Peaches Were Domesticated in China 7,500 Years Ago

Preserved peach pits reveal the origins of this sweet fruit

Angela Drury/Corbis

Where did peaches originally come from?  New research published in PLOS One suggests that they originated in China’s Yangtze valley 7,500 years ago. 

“Previously, no one knew where peaches were domesticated,” University of Toronto Professor Gary Crawford said in a press release. “None of the botanical literature suggested the Yangtze Valley, although many people thought that it happened somewhere in China.” 

By analyzing the size of peach pits found preserved in archaeological sites across the region, archaeologists were able to pinpoint when peaches became most like their modern counterparts, around 7,500 years ago. 

From the University of Toronto:

Crops such as domesticated peaches indicate that early people weren’t passive in dealing with the environment. Not only did they understand grain production, but the woodlands and certain trees were being manipulated early on.

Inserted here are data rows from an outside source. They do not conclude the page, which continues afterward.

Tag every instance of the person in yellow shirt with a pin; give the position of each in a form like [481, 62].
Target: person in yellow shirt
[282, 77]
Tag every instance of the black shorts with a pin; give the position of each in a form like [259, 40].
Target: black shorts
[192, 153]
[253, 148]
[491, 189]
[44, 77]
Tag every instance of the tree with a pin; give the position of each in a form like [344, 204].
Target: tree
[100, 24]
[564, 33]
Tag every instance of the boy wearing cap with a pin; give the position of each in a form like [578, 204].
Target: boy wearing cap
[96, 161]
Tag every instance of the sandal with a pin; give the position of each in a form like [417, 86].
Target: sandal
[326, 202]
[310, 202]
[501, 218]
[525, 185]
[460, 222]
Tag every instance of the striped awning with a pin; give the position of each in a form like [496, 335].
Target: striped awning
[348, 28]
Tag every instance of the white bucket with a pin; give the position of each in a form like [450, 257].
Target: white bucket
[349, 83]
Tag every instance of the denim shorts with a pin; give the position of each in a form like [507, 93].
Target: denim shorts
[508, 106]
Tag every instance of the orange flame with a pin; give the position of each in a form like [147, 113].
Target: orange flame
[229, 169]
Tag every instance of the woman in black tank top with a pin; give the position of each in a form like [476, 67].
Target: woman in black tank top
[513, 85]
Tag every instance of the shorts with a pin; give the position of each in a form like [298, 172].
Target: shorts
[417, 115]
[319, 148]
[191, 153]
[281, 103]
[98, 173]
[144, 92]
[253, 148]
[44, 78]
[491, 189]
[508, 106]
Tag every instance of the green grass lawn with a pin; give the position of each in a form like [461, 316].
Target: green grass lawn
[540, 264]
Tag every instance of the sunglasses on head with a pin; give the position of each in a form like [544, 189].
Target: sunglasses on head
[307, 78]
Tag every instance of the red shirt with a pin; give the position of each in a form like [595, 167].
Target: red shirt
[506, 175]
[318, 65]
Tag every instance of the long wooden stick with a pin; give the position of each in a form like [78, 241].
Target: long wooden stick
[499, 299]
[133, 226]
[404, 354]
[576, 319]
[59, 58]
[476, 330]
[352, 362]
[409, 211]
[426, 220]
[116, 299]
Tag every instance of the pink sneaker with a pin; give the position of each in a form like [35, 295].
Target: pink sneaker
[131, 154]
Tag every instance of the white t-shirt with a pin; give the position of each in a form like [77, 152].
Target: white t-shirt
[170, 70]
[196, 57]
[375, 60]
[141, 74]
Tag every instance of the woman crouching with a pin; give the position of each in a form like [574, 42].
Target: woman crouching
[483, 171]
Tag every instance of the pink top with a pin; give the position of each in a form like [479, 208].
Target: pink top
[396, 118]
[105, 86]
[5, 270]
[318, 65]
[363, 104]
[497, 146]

“There is a general sense that people in the past were not as smart as we are,” said Crawford. “The reality is that they were modern humans with the brain capacity and talents that we have now.”

Of course, the shift from wild to cultivated peaches didn’t happen overnight. The ancient farmers cultivated peaches that were larger and had a longer growing season than their wild counterparts. The researchers estimate that it took about 3,000 years for peaches to get to their desired form. (And it was only another few thousand after that they made it onto municipal architecture.)